The book focuses on the themes of family and parenthood, as James tries to juggle the needs of both the women in his life, his girlfriend/wife Lucy and his mother Sylvia.  The whirlwind nature of his and Lucy's romance and the unexpected arrival of Henry, lead James to question some of the decisions they make together.  Sylvia's hold over James means he often fails to prioritise Lucy and Henry, out of a mistaken sense of duty and guilt.

Under the guidance of his best friend Eric, James has made some questionable decisions in his life, but he has nobody to blame but himself when his relationship with Lucy breaks down.

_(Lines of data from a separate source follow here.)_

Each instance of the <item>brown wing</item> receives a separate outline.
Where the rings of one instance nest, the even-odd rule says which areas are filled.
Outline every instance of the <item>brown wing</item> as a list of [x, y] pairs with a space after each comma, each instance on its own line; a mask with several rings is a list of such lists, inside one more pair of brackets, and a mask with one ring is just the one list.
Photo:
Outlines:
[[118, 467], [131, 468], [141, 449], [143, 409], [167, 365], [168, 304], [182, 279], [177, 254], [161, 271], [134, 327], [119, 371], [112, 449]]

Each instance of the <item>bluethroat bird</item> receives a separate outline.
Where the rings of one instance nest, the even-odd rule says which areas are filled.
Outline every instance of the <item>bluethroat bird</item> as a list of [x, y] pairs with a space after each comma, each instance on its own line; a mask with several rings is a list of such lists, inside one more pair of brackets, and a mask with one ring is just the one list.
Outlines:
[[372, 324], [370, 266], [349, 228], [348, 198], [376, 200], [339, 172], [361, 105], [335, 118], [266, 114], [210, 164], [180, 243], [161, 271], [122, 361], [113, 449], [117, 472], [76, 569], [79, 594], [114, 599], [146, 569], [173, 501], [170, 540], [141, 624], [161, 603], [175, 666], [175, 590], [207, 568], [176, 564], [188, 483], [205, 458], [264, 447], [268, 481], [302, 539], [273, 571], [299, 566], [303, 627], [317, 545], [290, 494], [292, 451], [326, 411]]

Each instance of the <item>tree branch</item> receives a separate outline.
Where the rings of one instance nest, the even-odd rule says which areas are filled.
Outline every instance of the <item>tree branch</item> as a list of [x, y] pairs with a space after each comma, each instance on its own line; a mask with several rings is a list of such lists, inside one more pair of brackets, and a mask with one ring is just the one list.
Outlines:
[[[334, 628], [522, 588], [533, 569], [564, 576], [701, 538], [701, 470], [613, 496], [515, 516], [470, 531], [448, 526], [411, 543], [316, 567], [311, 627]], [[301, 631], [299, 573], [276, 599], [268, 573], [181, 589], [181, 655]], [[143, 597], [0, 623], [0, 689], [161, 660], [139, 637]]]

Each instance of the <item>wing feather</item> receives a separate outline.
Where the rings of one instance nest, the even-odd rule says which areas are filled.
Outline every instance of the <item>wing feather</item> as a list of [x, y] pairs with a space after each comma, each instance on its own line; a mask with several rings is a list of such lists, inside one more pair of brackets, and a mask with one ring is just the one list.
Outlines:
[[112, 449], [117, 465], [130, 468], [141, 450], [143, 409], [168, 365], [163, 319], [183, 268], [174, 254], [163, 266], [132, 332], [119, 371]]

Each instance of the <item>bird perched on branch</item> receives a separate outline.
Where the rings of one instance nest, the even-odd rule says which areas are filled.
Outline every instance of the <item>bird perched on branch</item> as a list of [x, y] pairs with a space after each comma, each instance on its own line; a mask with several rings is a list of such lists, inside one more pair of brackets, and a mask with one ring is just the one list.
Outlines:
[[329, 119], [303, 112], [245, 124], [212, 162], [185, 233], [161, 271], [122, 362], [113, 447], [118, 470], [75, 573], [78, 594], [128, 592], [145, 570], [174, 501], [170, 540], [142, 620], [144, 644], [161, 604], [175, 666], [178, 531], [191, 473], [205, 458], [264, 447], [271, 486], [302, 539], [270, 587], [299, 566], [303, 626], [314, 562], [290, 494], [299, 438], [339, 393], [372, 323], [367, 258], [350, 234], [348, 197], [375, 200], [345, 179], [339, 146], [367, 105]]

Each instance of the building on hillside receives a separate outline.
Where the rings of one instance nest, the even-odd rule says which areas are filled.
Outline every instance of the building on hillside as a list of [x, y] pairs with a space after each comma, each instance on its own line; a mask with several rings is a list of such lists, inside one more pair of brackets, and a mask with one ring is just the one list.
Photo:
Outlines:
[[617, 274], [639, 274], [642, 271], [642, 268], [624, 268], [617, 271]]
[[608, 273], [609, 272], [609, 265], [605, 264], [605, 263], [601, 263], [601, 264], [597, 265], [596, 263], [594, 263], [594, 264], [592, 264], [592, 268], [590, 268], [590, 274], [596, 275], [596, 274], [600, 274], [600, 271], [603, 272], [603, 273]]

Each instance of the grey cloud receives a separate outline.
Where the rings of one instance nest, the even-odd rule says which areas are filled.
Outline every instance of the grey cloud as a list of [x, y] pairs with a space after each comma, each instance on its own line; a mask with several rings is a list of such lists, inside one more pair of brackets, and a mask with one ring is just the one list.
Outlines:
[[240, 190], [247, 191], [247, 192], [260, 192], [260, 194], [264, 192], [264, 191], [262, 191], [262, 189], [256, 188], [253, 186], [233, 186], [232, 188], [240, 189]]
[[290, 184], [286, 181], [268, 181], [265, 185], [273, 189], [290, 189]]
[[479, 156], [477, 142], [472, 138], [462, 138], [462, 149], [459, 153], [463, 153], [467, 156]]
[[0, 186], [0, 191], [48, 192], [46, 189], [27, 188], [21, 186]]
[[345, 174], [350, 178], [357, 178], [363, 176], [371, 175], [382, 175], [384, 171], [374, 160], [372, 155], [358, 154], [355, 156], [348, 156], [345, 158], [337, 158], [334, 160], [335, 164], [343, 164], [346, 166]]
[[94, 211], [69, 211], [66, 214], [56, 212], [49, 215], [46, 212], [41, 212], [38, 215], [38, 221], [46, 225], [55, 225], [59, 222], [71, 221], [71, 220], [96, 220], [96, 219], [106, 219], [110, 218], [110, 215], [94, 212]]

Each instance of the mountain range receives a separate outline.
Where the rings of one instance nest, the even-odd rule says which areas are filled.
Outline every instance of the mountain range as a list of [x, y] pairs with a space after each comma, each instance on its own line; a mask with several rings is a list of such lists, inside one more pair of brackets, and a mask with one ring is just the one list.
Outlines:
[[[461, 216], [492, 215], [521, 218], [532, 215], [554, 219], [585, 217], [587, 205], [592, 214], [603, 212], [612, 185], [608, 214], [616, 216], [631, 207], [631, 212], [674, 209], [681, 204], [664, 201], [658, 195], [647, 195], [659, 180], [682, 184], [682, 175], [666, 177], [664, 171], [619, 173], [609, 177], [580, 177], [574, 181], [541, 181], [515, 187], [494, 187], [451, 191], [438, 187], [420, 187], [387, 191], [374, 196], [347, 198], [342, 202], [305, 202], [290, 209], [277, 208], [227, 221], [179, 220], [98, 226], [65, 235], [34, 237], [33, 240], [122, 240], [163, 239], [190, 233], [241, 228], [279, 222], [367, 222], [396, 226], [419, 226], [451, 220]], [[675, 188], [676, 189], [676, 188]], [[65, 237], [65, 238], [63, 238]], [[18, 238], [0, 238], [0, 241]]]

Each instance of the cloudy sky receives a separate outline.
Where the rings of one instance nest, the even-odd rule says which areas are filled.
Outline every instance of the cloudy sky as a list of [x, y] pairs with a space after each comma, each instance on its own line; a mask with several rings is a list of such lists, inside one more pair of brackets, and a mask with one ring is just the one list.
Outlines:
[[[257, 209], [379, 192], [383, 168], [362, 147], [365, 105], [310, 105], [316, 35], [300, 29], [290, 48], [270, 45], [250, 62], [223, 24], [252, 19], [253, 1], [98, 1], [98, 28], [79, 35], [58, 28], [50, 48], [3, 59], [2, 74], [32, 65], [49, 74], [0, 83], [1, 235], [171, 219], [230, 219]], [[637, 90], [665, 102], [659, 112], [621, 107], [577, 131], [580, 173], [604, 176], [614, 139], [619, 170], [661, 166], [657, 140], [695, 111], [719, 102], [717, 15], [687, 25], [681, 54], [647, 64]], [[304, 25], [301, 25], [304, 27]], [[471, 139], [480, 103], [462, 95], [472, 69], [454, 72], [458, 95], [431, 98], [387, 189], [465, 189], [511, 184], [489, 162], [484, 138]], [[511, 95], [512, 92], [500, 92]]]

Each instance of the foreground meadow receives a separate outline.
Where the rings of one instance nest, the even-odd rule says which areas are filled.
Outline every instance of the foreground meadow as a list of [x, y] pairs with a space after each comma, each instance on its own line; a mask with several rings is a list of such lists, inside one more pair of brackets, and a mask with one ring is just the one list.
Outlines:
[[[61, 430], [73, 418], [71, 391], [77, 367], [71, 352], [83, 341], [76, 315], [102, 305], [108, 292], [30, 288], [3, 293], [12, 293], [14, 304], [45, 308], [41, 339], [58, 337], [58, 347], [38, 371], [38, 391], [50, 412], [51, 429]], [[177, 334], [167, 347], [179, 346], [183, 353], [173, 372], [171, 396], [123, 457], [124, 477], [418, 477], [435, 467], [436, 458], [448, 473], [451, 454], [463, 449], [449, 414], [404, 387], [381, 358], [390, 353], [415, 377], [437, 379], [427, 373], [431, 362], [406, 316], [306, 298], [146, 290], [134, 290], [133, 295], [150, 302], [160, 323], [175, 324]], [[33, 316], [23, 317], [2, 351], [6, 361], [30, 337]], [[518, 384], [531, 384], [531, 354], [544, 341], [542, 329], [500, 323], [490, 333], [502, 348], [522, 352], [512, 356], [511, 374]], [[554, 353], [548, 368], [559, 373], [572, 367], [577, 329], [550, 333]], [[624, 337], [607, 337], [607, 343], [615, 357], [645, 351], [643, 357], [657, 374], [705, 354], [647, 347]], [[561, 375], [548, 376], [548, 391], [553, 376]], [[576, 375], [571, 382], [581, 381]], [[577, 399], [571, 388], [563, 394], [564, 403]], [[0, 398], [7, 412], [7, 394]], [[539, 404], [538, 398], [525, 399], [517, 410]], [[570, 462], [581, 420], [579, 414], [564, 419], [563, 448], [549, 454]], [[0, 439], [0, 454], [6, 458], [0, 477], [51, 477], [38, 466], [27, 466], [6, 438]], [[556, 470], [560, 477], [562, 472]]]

The story is full of charm and wit, packed with wry observations on relationships, families, pregnancy and parenthood.  Countless times I found myself nodding in agreement and recognising all too well the strains of balancing family obligations with those towards one's partner.  Similarly there are plenty of heartwarming moments that give a sense of hope to the reader.  The tired old phrase 'emotional rollercoaster' would be well employed to describe the story of James and Lucy.

It's a long old book, especially within the genre.  I felt perhaps the whirlwind nature of James and Lucy's relationship might have been mirrored in a more concise edit of the final text.  It's an ultra-realistic account of the issues facing many 30-ish year old men as they journey from lad to dad, but it's hard not to introduce palm to face when James sides with his mother for the umpteenth time.  In novel form, rather than memoir, I'd have expected James to have reached his conclusion about priorities slightly earlier.

One comes away from reading this book with a renewed sense of purpose.  A realisation that one has to grab life by the scruff of the neck, work out our priorities quickly in relation to family and a healthy work/life balance.  I wouldn't go as far to say this is a must read for the single late 20's man, but I'd certainly buy a copy as a gift for anyone I thought could stand to learn from its lessons.

With a book that's so hard to define it's even more difficult to review and rate it.  I thoroughly enjoyed huge swathes of the story, particularly the game of ante-natal class Mr and Mrs.  I was a good candidate to read What I Did For Love and I can only review it based on my own selfish enjoyment.  I don't think I'll put anyone off with this review, but I doubt I'm selling it to anyone who wouldn't ordinarily consider this type of book enjoyable.  If you're on the fence, you could do a lot worse than to grab a copy of this excellent foray into novel writing by a former print journalist.